Yıllar var ki devlet ve millet olarak uluslar arası arenada hep başımız sıkıştığında Amerika Birleşik Devletlerinde yaşamakta olan Yahudi lobisinden medet umar,inayet,yardım beklerdik. Çünkü atalarımız Osmanlı Devleti Yahudi’ler İspanya’dan, Polonya’dan, Rusya’dan kovulduklarında onlara kucak açmış, topraklarına kabul etmiş. Böylece Yahudi milletinin milletimize bir vefa borcu olduğunu düşünür ve buna inandırılırdık.

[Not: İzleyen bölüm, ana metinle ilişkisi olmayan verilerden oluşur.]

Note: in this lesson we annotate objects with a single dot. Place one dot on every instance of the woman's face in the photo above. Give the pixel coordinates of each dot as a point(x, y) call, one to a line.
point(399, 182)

Bu gözü kara inanış, bu ırkın Dünya’nın değişik bölgelerinde çıkan kargaşa, karışıklık, isyan, saldırı, insanlığın malına ve canına kasteden onlarla, yüzlerle, binlerle ifade edebilecek katliam ve cinayetlerde başrol oyucusu olduklarını görmemize mani olur, gözlerimizi perdelerdi.

   Biz millet olarak Dünya’dan tecrit edilmiş, kovulmuş, ötelenmiş, yersiz yurtsuz kalmış, vatansız bu kavme; kucağımızı, ocağımızı açtığımız, Dünya kovalarken biz buyur ettiğimiz için bir vefa duygusu, haklı olarak karşılık bekliyorduk. Beklentimize ne denli karşılık verdikleri tartışılır. Onlar da, biz horlanmış, kovulmuş, asırlarca yerinden yurdundan edilmiş masum millet postuna bürünerek yeni yeni kargaşa ve savaş ortamları yaratarak insanlıktan adeta intikam alıyordu.

   Dünya’dan tecrit edilen ve kovulan bu ırka yapılan bu alicenaplığa ne şekilde karşılık verdiklerini kendi kalemlerinden dinleyelim.

   Alexandre Behim isimli bir Yahudi’nin yazdığı ve Küdüs’te Rubin Mass adlı başka bir Yahudi’nin baskı işlemini gerçekleştirdiği ve Dünya Siyonist teşkilatı gençlik kolu tarafından el altından gizli gizli kendi adamlarına dağıttığı” TEODOR HERZL ve SİYASİ SİYONİZM” isimli kitaptan aynen şöyle denmektedir. 
Birinci Dünya Harbinde Osmanlı ordusunun savaş planlarına ait bütün sırlarını elde ederek, Osmanlı ordusunun bel kemiğini biz Yahudi’ler kırdık.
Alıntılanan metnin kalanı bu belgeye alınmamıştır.